Plus de 250 migrants, avec au moins 11 mineurs parmi eux, ont atteint les côtes de Formentera en seulement 34 heures, une situation qui « met la capacité opérationnelle et logistique des services municipaux et d'urgence de l'île », comme averti ce mercredi matin le président du SEL insulaire qui prête la Croix-Rouge dans d'autres points de la côte espagnole.
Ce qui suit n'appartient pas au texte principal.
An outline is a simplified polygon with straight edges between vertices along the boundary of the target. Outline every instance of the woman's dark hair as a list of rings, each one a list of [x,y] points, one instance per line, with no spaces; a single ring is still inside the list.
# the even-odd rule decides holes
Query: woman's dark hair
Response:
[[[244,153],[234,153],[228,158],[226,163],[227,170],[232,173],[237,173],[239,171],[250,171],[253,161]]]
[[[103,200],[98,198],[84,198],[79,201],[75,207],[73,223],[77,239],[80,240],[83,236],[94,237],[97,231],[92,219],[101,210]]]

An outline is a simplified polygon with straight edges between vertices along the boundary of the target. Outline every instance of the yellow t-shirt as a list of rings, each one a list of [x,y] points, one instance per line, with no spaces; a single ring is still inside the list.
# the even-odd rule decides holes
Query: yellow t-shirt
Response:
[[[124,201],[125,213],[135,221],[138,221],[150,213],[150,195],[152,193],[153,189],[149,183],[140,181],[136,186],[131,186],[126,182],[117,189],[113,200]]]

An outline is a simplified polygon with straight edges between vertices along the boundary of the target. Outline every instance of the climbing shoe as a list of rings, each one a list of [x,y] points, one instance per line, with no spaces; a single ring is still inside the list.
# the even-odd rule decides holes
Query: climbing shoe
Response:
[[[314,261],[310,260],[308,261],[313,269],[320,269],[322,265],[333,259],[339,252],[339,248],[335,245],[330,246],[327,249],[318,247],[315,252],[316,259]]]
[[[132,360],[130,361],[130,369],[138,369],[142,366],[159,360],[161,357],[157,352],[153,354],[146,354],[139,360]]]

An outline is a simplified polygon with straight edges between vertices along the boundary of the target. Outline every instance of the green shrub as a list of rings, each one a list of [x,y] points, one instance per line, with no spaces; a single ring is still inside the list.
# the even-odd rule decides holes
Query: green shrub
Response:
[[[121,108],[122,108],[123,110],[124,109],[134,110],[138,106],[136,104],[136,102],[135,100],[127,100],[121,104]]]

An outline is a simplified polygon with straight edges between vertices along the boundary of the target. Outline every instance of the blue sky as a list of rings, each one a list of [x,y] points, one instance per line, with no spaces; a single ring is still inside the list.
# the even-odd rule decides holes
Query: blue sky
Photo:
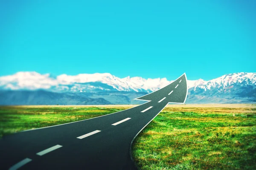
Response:
[[[0,2],[0,76],[256,72],[253,0],[35,1]]]

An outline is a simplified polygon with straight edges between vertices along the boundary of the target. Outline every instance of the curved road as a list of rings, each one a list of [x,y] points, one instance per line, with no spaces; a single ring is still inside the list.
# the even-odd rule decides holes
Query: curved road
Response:
[[[130,147],[169,102],[184,103],[184,73],[172,83],[136,99],[148,102],[95,118],[25,131],[0,140],[0,169],[136,169]]]

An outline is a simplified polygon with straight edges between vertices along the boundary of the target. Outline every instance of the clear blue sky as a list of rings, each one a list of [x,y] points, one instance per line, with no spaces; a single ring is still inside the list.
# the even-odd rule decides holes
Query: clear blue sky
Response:
[[[0,2],[0,76],[256,72],[256,0],[35,1]]]

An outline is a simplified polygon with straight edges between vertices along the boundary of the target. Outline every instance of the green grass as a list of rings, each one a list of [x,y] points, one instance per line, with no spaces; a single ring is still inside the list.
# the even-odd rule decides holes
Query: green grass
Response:
[[[136,138],[133,154],[140,168],[256,169],[255,113],[171,110]]]
[[[255,105],[172,105],[136,138],[143,170],[256,169]],[[0,137],[109,114],[128,107],[0,107]]]
[[[22,130],[84,120],[123,109],[101,107],[0,107],[0,138]]]

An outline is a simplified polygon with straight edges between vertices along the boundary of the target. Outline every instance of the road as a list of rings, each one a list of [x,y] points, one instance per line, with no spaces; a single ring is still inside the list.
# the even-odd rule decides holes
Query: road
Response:
[[[105,116],[25,131],[0,140],[0,169],[134,170],[131,147],[139,133],[169,102],[183,103],[184,73],[137,99],[137,107]]]

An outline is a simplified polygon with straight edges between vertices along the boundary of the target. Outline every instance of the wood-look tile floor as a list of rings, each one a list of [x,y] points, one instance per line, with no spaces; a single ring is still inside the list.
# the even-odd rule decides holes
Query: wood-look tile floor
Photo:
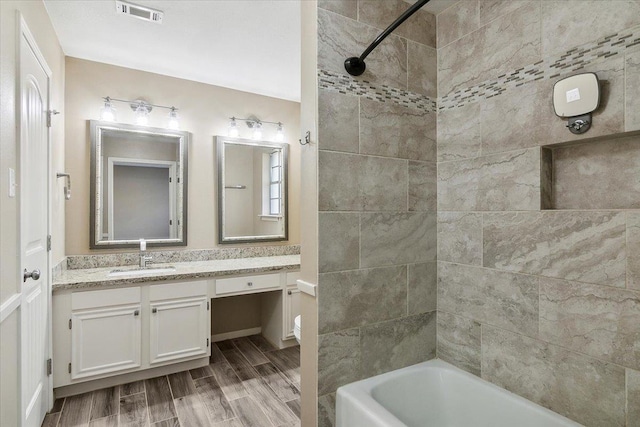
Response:
[[[221,341],[209,365],[57,399],[43,427],[300,426],[300,347]]]

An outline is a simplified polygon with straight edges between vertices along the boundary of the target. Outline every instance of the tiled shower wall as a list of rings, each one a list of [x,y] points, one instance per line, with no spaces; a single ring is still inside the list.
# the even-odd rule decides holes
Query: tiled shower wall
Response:
[[[640,130],[640,2],[461,1],[437,19],[438,357],[587,426],[640,426],[640,211],[623,209],[640,136],[605,139]],[[551,95],[580,72],[603,97],[576,136]],[[558,151],[561,209],[544,210],[541,147],[594,137]]]
[[[346,383],[436,354],[436,27],[400,0],[318,2],[319,426]]]

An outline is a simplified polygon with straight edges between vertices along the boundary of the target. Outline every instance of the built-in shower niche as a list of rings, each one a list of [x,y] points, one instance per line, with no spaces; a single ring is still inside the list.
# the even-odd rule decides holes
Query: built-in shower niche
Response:
[[[640,209],[640,132],[542,147],[542,209]]]

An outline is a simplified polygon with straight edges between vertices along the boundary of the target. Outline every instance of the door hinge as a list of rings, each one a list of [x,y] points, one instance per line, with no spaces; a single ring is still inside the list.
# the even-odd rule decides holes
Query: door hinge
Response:
[[[60,114],[60,111],[57,111],[57,110],[48,110],[47,111],[47,127],[48,128],[51,127],[51,116],[54,116],[56,114]]]

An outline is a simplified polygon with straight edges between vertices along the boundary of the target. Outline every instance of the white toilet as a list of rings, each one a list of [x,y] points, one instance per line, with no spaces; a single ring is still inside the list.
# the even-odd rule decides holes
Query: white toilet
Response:
[[[293,320],[293,335],[295,335],[296,341],[300,344],[300,316],[296,316]]]

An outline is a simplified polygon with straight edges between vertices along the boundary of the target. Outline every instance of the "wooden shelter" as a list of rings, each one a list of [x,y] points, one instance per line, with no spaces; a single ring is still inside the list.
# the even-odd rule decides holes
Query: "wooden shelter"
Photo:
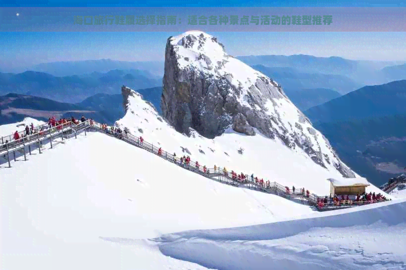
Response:
[[[333,179],[330,178],[330,193],[333,195],[357,195],[365,191],[370,185],[368,180],[363,177]]]

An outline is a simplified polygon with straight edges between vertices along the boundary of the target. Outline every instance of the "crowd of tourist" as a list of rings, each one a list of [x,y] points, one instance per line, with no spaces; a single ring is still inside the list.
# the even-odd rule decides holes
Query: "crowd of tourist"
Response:
[[[329,197],[327,196],[324,198],[317,198],[317,206],[319,208],[326,206],[340,206],[345,205],[352,205],[353,204],[363,204],[373,203],[378,202],[384,202],[389,200],[385,196],[380,193],[375,194],[375,192],[370,192],[369,193],[364,192],[361,194],[358,194],[356,196],[342,195],[339,197],[336,195],[330,194]]]
[[[83,123],[87,120],[84,116],[82,116],[80,121]],[[93,121],[92,119],[90,120]],[[26,142],[29,140],[30,139],[29,136],[31,135],[38,134],[39,136],[42,136],[45,135],[46,132],[50,129],[55,128],[56,131],[59,131],[64,126],[70,126],[72,123],[78,125],[80,122],[73,116],[71,118],[60,118],[58,120],[56,120],[55,117],[52,116],[48,118],[47,124],[44,125],[34,127],[34,124],[31,123],[29,125],[26,125],[23,131],[18,132],[16,131],[11,136],[1,137],[1,149],[5,149],[7,147],[9,143],[9,139],[10,139],[9,142],[13,141],[12,145],[8,145],[9,147],[14,147],[23,143],[23,142]],[[33,139],[36,139],[36,137],[33,138]]]
[[[39,133],[39,135],[42,136],[45,134],[45,132],[52,128],[56,128],[60,129],[64,125],[70,126],[72,123],[75,125],[80,124],[81,122],[83,123],[85,122],[87,119],[82,116],[80,119],[80,122],[79,120],[75,119],[73,117],[70,119],[60,118],[59,120],[56,120],[54,117],[50,117],[48,119],[48,124],[43,125],[38,127],[35,127],[33,124],[32,123],[30,125],[26,125],[24,132],[20,132],[20,133],[16,131],[13,135],[13,138],[15,141],[18,141],[21,138],[27,138],[28,136],[36,134]],[[90,119],[91,121],[91,125],[93,124],[93,121],[92,119]],[[128,136],[128,131],[124,129],[122,130],[120,128],[110,127],[109,128],[105,124],[101,124],[101,128],[102,130],[104,131],[106,133],[113,135],[118,138],[123,139],[124,137],[127,137]],[[6,144],[8,143],[8,139],[6,139],[5,141],[3,141],[3,138],[2,138],[2,143],[3,144],[2,148],[5,148]],[[143,147],[144,138],[142,136],[140,136],[136,139],[136,143],[140,146]],[[22,142],[21,142],[22,143]],[[154,150],[152,150],[154,152]],[[156,152],[158,155],[162,156],[162,149],[161,147],[159,147]],[[168,159],[168,153],[164,152],[165,158]],[[169,157],[171,155],[169,155]],[[202,167],[198,161],[194,162],[194,166],[191,165],[190,157],[189,156],[181,156],[180,158],[178,159],[176,157],[176,154],[174,153],[172,156],[173,161],[175,164],[179,165],[184,167],[187,167],[188,169],[196,171],[204,175],[209,175],[210,173],[210,169],[207,169],[205,165]],[[202,168],[201,171],[200,168]],[[221,174],[220,169],[217,167],[215,165],[214,166],[213,171],[211,172],[213,173],[218,173]],[[237,173],[234,171],[231,171],[229,173],[227,169],[224,167],[222,170],[222,174],[226,177],[230,178],[232,180],[238,181],[242,183],[248,182],[249,181],[248,175],[244,174],[243,173],[240,173],[237,174]],[[257,177],[254,177],[254,174],[251,176],[251,182],[254,182],[256,184],[260,186],[266,188],[274,188],[273,185],[271,184],[270,180],[268,180],[264,181],[263,179],[260,180]],[[389,184],[393,184],[394,183],[389,183]],[[275,184],[276,184],[275,183]],[[290,188],[288,186],[285,187],[284,193],[288,195],[294,194],[299,195],[303,197],[309,197],[310,196],[310,192],[308,190],[305,191],[304,188],[300,188],[298,191],[295,188],[295,186],[292,187],[292,191]],[[388,200],[384,196],[380,193],[376,194],[375,192],[370,192],[369,193],[364,193],[362,194],[358,194],[356,196],[347,195],[341,195],[341,197],[337,195],[332,195],[330,194],[330,197],[328,196],[325,196],[324,198],[317,197],[317,205],[319,208],[325,207],[326,206],[340,206],[345,205],[352,205],[353,204],[362,204],[362,203],[372,203],[377,202],[385,201]]]

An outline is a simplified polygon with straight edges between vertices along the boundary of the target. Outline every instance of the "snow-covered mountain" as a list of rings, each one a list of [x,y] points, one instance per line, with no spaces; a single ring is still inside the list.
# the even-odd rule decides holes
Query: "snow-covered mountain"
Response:
[[[405,199],[314,213],[101,133],[61,142],[0,167],[2,269],[400,270],[406,263]]]
[[[320,190],[321,179],[340,175],[258,134],[182,135],[140,95],[124,92],[127,112],[119,123],[178,156],[183,146],[202,165],[217,161]],[[0,126],[0,134],[16,126]],[[26,161],[0,166],[4,269],[370,270],[406,263],[405,199],[315,213],[102,133],[53,139],[52,148],[46,142],[41,154],[32,149]],[[269,163],[258,158],[268,150],[279,153]]]
[[[287,147],[277,138],[270,139],[256,129],[255,135],[249,136],[230,127],[212,139],[199,135],[193,129],[189,136],[180,134],[139,93],[125,87],[122,92],[126,112],[116,125],[178,157],[190,155],[207,168],[215,165],[238,173],[254,174],[264,181],[304,187],[319,195],[329,194],[329,178],[346,181],[333,166],[327,164],[327,168],[320,166],[301,148]],[[368,190],[382,193],[372,185]]]
[[[189,135],[193,129],[212,138],[230,127],[249,135],[256,129],[289,148],[302,149],[321,167],[355,176],[281,86],[228,55],[216,38],[203,32],[168,39],[161,107],[180,133]]]

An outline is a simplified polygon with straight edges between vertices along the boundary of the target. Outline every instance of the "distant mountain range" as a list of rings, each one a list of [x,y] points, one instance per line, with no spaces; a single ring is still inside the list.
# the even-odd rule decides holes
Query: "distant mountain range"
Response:
[[[15,93],[65,102],[76,103],[97,93],[119,93],[122,85],[144,89],[161,86],[162,79],[148,71],[134,69],[65,77],[36,71],[0,73],[0,94]]]
[[[365,86],[310,108],[305,113],[315,123],[406,113],[406,80]]]
[[[343,161],[374,184],[405,172],[406,80],[364,87],[304,113]]]
[[[344,75],[304,73],[293,67],[268,67],[262,65],[252,66],[280,84],[287,94],[303,89],[330,89],[341,94],[363,86]]]
[[[138,90],[148,98],[160,113],[159,106],[162,88]],[[85,115],[100,123],[112,125],[124,115],[121,94],[99,93],[82,101],[72,104],[48,98],[9,93],[0,96],[0,125],[15,123],[26,117],[46,121],[54,116],[57,118],[76,118]]]
[[[43,63],[32,66],[19,68],[9,72],[21,73],[32,71],[48,73],[55,77],[82,75],[93,72],[105,73],[113,69],[144,70],[154,76],[163,76],[163,61],[127,61],[110,59],[86,60]]]
[[[250,66],[262,65],[268,67],[294,68],[300,73],[343,75],[360,86],[380,85],[394,81],[383,70],[391,66],[403,65],[406,61],[361,61],[332,56],[319,57],[303,54],[295,55],[250,55],[238,59]],[[406,73],[397,80],[406,79]],[[282,85],[283,87],[283,85]],[[331,89],[331,86],[327,88]]]

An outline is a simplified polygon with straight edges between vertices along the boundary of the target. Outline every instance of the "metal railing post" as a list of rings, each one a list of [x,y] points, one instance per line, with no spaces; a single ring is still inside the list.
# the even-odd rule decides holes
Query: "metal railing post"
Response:
[[[41,142],[40,140],[40,134],[38,134],[38,137],[37,138],[38,139],[38,150],[40,151],[40,154],[41,153]]]
[[[24,150],[24,160],[27,161],[27,156],[25,155],[25,142],[24,140],[23,141],[23,145],[24,145],[24,148],[23,148]]]
[[[51,148],[52,148],[52,133],[51,132],[51,129],[50,129],[50,139],[51,142]]]
[[[11,165],[10,164],[10,153],[8,152],[8,144],[5,144],[5,148],[7,149],[7,160],[8,161],[8,168],[11,168]]]

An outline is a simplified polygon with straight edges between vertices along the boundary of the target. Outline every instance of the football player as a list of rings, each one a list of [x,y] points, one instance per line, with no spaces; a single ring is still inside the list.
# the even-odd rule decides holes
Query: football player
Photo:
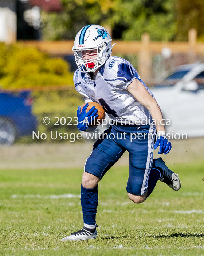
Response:
[[[137,204],[144,202],[158,180],[175,191],[181,186],[178,175],[161,158],[153,158],[154,145],[155,149],[159,147],[159,154],[167,154],[171,148],[160,108],[133,66],[111,56],[111,41],[104,27],[89,25],[77,34],[72,48],[78,67],[74,75],[75,87],[87,103],[81,112],[78,109],[78,129],[91,131],[96,128],[89,125],[98,116],[94,106],[86,113],[90,101],[101,105],[113,124],[94,144],[85,164],[81,197],[83,227],[62,241],[96,238],[98,182],[126,150],[129,155],[127,191],[130,200]],[[149,122],[144,124],[144,120]]]

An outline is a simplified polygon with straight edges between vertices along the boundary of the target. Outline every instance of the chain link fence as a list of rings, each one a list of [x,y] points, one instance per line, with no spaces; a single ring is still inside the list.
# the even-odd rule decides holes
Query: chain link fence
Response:
[[[79,133],[74,118],[84,101],[73,86],[1,91],[0,99],[0,144],[59,143]]]

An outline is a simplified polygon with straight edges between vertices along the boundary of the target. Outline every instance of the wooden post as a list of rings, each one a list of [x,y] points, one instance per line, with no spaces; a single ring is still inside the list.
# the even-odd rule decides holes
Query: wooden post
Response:
[[[196,60],[196,48],[197,39],[197,31],[195,29],[191,29],[188,31],[188,62],[192,63]]]
[[[138,74],[147,83],[151,82],[152,58],[149,49],[149,35],[145,33],[142,36],[142,48],[139,53]]]

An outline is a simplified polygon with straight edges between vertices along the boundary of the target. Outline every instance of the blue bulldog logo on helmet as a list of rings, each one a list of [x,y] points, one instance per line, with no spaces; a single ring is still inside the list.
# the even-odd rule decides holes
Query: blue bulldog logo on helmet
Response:
[[[108,35],[107,32],[102,29],[98,29],[97,31],[98,35],[95,37],[95,39],[98,39],[99,37],[102,37],[102,39],[104,39],[105,37],[107,37]]]

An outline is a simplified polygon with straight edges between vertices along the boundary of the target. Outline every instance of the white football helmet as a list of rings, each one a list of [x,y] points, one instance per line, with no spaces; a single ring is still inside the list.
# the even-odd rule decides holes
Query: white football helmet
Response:
[[[94,72],[102,66],[112,53],[112,39],[105,29],[98,25],[88,25],[77,33],[72,50],[75,61],[83,73]],[[83,60],[82,51],[97,50],[97,57]],[[93,61],[95,61],[94,65]]]

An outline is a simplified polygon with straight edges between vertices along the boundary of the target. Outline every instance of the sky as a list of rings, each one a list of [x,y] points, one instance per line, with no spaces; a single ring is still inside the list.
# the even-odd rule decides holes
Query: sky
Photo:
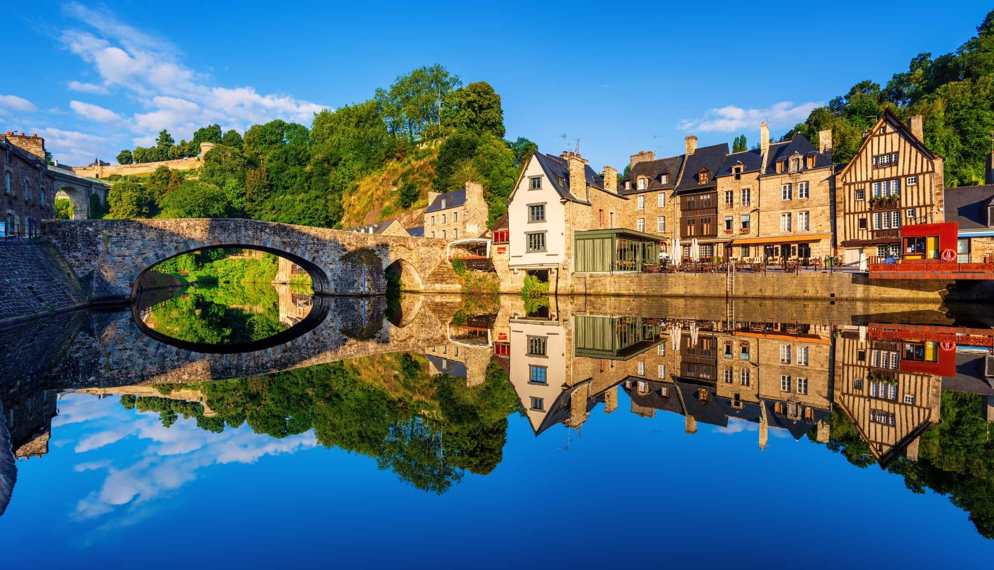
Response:
[[[113,162],[212,123],[244,131],[373,96],[441,64],[502,96],[507,138],[595,169],[628,156],[779,136],[854,83],[885,84],[918,53],[955,50],[989,3],[451,2],[4,7],[0,131],[45,137],[63,164]],[[15,64],[16,62],[16,64]]]
[[[755,424],[691,435],[629,407],[622,391],[580,434],[539,437],[512,414],[497,468],[437,496],[312,432],[167,429],[117,397],[68,394],[48,455],[18,463],[0,545],[25,567],[147,569],[944,568],[994,552],[948,498],[806,437],[774,429],[759,451]]]

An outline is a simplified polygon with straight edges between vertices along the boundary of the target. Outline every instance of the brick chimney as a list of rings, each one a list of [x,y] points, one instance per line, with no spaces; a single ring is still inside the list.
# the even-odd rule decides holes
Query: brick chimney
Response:
[[[478,202],[477,202],[478,201]],[[483,185],[471,180],[466,181],[466,203],[483,203]]]
[[[7,142],[20,148],[21,150],[31,153],[42,160],[45,160],[45,139],[38,136],[37,134],[31,135],[29,137],[24,133],[16,134],[7,131],[7,135],[4,138],[7,139]]]
[[[829,150],[832,150],[832,129],[818,131],[818,152],[824,154]]]
[[[697,137],[694,135],[688,135],[684,137],[684,150],[688,156],[694,154],[697,150]]]
[[[908,119],[908,128],[914,135],[914,138],[918,139],[918,142],[924,142],[925,140],[922,121],[921,115],[911,115],[911,118]]]
[[[638,151],[638,154],[631,155],[628,166],[631,167],[640,162],[652,162],[654,160],[656,160],[656,151],[640,150]]]
[[[759,154],[766,156],[769,150],[769,125],[766,121],[759,123]]]
[[[567,155],[566,160],[570,164],[570,193],[589,202],[590,192],[586,188],[586,160],[573,152]]]
[[[616,168],[604,165],[604,190],[618,191],[618,171]]]

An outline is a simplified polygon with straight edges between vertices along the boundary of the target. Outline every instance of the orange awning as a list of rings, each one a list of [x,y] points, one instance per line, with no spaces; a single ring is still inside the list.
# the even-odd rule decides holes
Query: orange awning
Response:
[[[832,237],[831,233],[807,233],[804,235],[782,235],[778,237],[743,237],[742,239],[736,239],[733,241],[734,244],[739,245],[746,243],[798,243],[801,241],[818,241],[819,239],[828,239]]]

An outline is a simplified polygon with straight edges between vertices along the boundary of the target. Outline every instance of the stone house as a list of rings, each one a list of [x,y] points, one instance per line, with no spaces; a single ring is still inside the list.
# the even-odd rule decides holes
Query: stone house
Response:
[[[356,231],[359,233],[376,233],[379,235],[397,235],[400,237],[409,237],[411,234],[401,222],[396,219],[387,219],[384,221],[377,221],[376,223],[367,223],[366,225],[354,225],[346,229],[346,231]]]
[[[944,219],[943,159],[923,140],[920,115],[904,124],[885,109],[836,174],[836,240],[847,265],[900,257],[903,225]]]
[[[45,160],[45,139],[8,132],[0,135],[0,236],[34,235],[37,222],[55,215],[55,193]]]
[[[832,131],[819,133],[815,148],[804,135],[768,144],[769,130],[759,127],[758,236],[737,239],[751,257],[823,258],[833,253]],[[741,253],[741,249],[740,249]]]
[[[510,270],[547,278],[556,291],[571,272],[576,232],[623,226],[628,199],[616,187],[614,169],[598,175],[579,154],[533,154],[508,201]]]
[[[956,252],[960,263],[994,260],[994,153],[987,156],[987,184],[947,188],[945,221],[959,224]]]
[[[487,228],[489,210],[483,185],[467,182],[462,190],[428,192],[424,209],[424,236],[442,239],[478,237]]]
[[[662,251],[676,236],[677,211],[673,192],[684,156],[656,160],[652,151],[631,155],[628,175],[621,181],[619,194],[629,199],[625,226],[658,235]],[[604,173],[606,178],[608,173]]]

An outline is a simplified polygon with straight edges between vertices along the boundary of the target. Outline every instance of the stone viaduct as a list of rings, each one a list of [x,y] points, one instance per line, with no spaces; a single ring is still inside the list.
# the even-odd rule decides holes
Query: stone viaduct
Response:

Compte tenu de ce manque de ressources, Portas explique qu'elle a tenté de contacter le directeur de l'État de l'État dans les Piriusas, Raquel Guasch, pour savoir quelles mesures sont prises du gouvernement central avant « cette nouvelle réalité » qui est enregistrée dans Formentera, sans avoir reçu de réponse pour le moment. « Nous ne pouvons donc pas continuer », a déclaré le président de l'île.
Le président de l'institution insulaire ajoute que « une réponse immédiate de toutes les administrations compétentes » dans cette « situation d'urgence », en particulier du gouvernement central, et souligne que Forgentera « ne peut pas assumer cette pression sans renforcement clair dans les ressources humaines, la logistique et l'assistance humanitaire ».
Tension sur les ressources de l'île
Portas a expliqué qu'actuellement, « toutes les policiers locaux sont mobilisés dans des tâches de transfert et d'assistance, avec la tension conséquente sur les ressources ordinaires destinées à la sécurité et à l'ordre public ». Non seulement cela, mais ils donnent des situations extraordinaires, telles que la propre brigade de travail du Consell doivent fournir de l'eau aux nouveaux arrivants de la côte de l'Afrique en l'absence de premiers soins, ou que la garde civile doit utiliser un véhicule de protection civile pour transférer les personnes secourues lorsqu'ils se sont décomposés.
Le chef du Consell de Formentiera a de nouveau regretté que le ministère d'État à la Migration, Pilar Cancela, qui a visité Ibiza début juillet, mais n'a pas déménagé dans le South Piriusa, ne prévoit pas de venir sur l'île pour rencontrer de première main la réalité face aux Pitiusas.
En ce sens, Portas dénonce qu'aucune promesse de Cancela d'améliorer les infrastructures pour recevoir des nouveaux arrivants n'a été tenue jusqu'à présent: « Il a été dit qu'une tente serait montée dans le Savina qui n'est pas et qu'il n'y aurait pas d'accord avec une croix rouge pour accorder cette première attention humanitaire, qui n'est pas accordée. »
« Nous avons besoin que le gouvernement d'Espagne soit présent, écoute et agisse sur le terrain », a ajouté Portas. Sur le type d'actions nécessaires, Portas a mentionné l'installation du système de surveillance externe intégré (sive) de la garde civile, ce qui aiderait à surveiller la côte de Formentera, ainsi qu'à l'activation d'un contingent de la Croix-Rouge sur l'île pour donner une première réponse aux migrants.
Le Consell réitère dans un communiqué de presse de son engagement envers l'attention des gens, mais revendique « une réponse coordonnée, proportionnelle et urgente pour garantir à la fois la dignité des migrants et la sécurité et le bien-être de la citoyenneté de l'île ».
Après avoir terminé l'apparition, la délégation du gouvernement des Baléares a communiqué l'interception de 54 autres personnes d'origine de Maghreb dans différentes parties de l'île de Formentera, enregistrant la dernière action par les forces de sécurité de l'État à 9 heures du matin mercredi.